Pittsburgh quarterback Kenny Pickett (8) prepares to throw a pass that went for a touchdown, as North Carolina defensive lineman Raymond Vohasek (51) rushes during the first half of an NCAA college football game, Thursday, Nov. 11, 2021, in Pittsburgh.
(AP Photo/Keith Srakocic)

Pickett was able to freeze the defense with a simple fake slide because defenders must keep their distance from a sliding quarterback or risk penalty.

“It makes me want to puke. I’m sick of it. I’m sick of all this protecting the quarterback crap,” former NFL QB Chris Simms told the Dan Patrick Show earlier this week. “That’s cheating right there. It’s cheating! It really is…

“I’m not mad at him,” Simms added, referencing Pickett’s rule-bending move. “Don’t hate the player, hate the game. I understand that… (but) protecting the quarterback has gone overboard.”

Though the NCAA likely don’t agree that quarterbacks are overprotected, they do agree that Pickett’s okie-doke can’t happen again.

“Any time a ball carrier begins, simulates, or fakes a feet-first slide, the ball should be declared dead by the on field officials at that point,” Shaw’s Thursday statement reads. “The intent of the rule is player safety, and the objective is to give a ball carrier an option to end the play by sliding feet first and to avoid contact. To allow the ball carrier to fake a slide would compromise the defense that is being instructed to let up when the ball carrier slides feet first.”

Pittsburgh wide receiver Jordan Addison, right, celebrates with quarterback Kenny Pickett after scoring a touchdown against Syracuse during the first half of an NCAA college football game in Syracuse, N.Y., Saturday, Nov. 27, 2021. 
(AP Photo/Adrian Kraus)

The NCAA adds that such plays will not be reviewable.

Pickett, whose Panthers more than doubled-up Wake Forest 45-21 to claim the conference crown, didn’t feel as though he was cheating since there wasn’t yet a rule preventing the fake slide.

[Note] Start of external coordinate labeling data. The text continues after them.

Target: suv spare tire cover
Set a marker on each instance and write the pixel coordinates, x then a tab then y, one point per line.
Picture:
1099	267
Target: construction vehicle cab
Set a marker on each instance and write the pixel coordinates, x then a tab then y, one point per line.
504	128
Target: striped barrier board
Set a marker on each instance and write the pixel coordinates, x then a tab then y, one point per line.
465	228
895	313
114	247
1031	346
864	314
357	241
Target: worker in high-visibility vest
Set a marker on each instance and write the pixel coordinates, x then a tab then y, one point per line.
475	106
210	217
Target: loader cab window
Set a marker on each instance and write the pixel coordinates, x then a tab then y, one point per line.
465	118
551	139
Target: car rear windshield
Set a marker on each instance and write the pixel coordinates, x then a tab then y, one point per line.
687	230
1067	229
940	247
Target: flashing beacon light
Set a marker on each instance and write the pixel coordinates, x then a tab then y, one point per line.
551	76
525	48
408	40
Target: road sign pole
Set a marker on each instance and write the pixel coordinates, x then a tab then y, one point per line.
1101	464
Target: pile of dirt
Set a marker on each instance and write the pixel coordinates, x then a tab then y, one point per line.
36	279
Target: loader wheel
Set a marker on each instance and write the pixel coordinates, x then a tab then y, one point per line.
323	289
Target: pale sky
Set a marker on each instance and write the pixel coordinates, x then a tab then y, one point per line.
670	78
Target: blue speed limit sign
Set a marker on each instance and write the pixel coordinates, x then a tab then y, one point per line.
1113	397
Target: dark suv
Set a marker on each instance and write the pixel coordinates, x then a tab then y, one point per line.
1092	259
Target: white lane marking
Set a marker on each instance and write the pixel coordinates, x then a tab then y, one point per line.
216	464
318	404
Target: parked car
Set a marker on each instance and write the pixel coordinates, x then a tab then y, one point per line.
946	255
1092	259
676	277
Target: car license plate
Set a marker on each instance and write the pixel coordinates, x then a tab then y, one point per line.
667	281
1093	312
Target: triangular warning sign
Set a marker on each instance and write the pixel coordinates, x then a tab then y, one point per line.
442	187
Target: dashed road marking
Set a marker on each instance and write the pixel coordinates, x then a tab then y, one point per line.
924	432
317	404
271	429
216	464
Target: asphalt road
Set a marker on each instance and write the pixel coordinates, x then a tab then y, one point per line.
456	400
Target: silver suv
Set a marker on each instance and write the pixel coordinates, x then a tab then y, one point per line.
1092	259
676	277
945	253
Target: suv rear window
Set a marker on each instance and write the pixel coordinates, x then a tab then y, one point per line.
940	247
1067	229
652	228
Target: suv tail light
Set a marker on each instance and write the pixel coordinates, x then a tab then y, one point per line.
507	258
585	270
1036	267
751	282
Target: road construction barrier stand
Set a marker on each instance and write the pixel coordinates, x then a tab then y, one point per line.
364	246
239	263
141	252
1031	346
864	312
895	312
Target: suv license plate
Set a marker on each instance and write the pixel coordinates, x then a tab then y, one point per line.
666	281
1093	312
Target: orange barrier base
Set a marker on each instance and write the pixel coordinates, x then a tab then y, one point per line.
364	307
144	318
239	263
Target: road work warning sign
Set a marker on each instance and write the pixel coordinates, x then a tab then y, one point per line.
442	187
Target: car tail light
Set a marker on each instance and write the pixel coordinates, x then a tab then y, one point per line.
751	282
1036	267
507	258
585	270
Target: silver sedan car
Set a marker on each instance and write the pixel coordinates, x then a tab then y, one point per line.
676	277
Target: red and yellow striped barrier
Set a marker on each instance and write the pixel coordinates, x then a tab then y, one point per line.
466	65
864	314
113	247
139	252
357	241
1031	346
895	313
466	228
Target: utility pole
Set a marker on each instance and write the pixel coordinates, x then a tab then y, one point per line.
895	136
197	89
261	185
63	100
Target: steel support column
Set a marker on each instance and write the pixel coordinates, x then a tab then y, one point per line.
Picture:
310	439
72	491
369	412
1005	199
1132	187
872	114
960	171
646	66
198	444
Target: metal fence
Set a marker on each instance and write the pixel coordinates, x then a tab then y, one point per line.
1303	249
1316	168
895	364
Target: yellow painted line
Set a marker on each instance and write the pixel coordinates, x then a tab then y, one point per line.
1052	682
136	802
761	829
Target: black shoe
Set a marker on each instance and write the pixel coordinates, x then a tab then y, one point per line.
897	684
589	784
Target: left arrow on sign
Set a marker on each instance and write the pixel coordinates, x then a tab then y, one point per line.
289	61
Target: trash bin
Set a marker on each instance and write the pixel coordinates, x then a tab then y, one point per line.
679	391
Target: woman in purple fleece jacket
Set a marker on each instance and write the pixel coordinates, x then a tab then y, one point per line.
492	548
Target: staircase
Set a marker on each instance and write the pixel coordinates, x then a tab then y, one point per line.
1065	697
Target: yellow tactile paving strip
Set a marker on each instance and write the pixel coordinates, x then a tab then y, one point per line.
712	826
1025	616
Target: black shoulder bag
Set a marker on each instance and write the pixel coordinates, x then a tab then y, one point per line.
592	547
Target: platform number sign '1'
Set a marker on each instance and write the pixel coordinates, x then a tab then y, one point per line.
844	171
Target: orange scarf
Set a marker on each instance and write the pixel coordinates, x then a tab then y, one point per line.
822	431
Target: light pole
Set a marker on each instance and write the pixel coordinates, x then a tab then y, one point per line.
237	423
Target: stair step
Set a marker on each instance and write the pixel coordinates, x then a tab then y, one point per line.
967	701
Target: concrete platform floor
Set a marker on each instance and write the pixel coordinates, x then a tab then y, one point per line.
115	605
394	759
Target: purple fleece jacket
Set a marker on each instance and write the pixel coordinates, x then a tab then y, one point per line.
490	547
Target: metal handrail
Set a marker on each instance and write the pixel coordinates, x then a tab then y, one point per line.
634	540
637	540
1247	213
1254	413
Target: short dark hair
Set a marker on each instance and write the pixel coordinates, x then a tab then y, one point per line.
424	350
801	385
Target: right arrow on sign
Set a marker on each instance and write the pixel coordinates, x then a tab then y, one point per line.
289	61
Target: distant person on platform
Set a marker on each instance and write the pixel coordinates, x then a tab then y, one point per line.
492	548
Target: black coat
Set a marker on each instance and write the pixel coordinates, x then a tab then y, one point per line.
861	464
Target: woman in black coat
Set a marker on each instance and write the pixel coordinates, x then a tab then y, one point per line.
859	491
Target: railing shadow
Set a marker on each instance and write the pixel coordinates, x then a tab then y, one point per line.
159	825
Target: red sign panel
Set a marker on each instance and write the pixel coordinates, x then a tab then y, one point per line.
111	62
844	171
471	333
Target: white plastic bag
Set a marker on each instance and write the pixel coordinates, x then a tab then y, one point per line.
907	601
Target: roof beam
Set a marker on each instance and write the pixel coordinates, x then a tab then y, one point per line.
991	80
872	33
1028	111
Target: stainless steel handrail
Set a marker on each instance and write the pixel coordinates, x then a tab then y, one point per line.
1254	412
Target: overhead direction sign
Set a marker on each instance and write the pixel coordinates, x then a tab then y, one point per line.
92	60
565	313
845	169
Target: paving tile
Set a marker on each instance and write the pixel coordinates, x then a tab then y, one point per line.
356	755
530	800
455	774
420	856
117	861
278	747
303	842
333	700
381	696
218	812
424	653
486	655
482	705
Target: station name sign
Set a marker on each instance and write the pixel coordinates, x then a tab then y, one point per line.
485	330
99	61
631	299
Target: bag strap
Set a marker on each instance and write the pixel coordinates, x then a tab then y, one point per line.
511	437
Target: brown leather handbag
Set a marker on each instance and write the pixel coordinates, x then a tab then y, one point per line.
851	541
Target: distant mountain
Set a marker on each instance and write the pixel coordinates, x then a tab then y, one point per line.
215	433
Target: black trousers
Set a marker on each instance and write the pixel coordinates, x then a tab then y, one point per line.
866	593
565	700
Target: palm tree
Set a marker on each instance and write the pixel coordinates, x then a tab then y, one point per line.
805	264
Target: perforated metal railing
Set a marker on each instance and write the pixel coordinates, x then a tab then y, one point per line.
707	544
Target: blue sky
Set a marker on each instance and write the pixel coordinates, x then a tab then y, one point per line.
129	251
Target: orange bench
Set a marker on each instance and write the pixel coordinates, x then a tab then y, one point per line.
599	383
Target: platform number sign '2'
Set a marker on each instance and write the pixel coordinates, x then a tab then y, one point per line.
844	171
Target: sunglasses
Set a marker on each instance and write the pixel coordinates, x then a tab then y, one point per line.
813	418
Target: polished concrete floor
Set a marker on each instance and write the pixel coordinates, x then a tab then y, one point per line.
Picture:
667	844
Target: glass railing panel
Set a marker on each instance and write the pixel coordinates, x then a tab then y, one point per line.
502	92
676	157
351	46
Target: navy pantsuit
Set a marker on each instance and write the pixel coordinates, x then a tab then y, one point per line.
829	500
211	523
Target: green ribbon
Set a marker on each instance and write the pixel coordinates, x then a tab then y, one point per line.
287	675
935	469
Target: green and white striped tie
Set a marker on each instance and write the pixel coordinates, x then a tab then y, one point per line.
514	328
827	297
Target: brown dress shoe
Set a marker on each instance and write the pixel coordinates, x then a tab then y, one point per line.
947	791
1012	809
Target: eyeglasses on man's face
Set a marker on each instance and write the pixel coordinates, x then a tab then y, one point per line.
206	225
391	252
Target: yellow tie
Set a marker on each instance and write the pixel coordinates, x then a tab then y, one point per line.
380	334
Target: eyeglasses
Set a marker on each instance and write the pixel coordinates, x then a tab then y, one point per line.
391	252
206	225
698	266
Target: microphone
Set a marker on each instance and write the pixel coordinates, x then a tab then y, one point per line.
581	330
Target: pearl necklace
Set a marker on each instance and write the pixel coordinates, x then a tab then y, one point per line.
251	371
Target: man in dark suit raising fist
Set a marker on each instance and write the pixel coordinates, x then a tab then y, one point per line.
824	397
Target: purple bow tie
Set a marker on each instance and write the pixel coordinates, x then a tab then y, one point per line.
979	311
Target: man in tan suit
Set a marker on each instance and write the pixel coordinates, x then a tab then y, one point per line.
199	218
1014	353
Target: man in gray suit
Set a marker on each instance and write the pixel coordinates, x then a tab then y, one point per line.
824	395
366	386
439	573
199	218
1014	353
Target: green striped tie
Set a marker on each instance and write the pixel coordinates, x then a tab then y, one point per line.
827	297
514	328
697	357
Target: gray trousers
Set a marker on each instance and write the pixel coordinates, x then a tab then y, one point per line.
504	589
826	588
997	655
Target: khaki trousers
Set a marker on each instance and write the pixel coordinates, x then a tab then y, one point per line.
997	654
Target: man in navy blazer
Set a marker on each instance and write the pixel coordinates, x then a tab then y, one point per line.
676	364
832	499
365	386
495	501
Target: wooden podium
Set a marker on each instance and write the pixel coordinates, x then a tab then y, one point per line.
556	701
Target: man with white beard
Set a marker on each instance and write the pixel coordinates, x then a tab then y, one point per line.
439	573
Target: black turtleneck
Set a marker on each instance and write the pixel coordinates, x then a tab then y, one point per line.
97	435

“People are saying I cheated. I think that’s a little ridiculous. There’s no rule for it,” Pickett told the Dan Patrick Show on Wednesday.

Pittsburgh quarterback Kenny Pickett passes against Wake Forest during the first half of the Atlantic Coast Conference championship NCAA college football game Saturday, Dec. 4, 2021, in Charlotte, N.C.
(AP Photo/Jacob Kupferman)

“I couldn’t do it again if I tried, probably. I’ve never practiced it…I don’t even know how I came up with it on the fly,” added Pickett. “I just did it. Just being a player.”

Fortunately, the senior quarterback won’t need to know how to recreate the move — unless he wants to be penalized under the Pickett rule.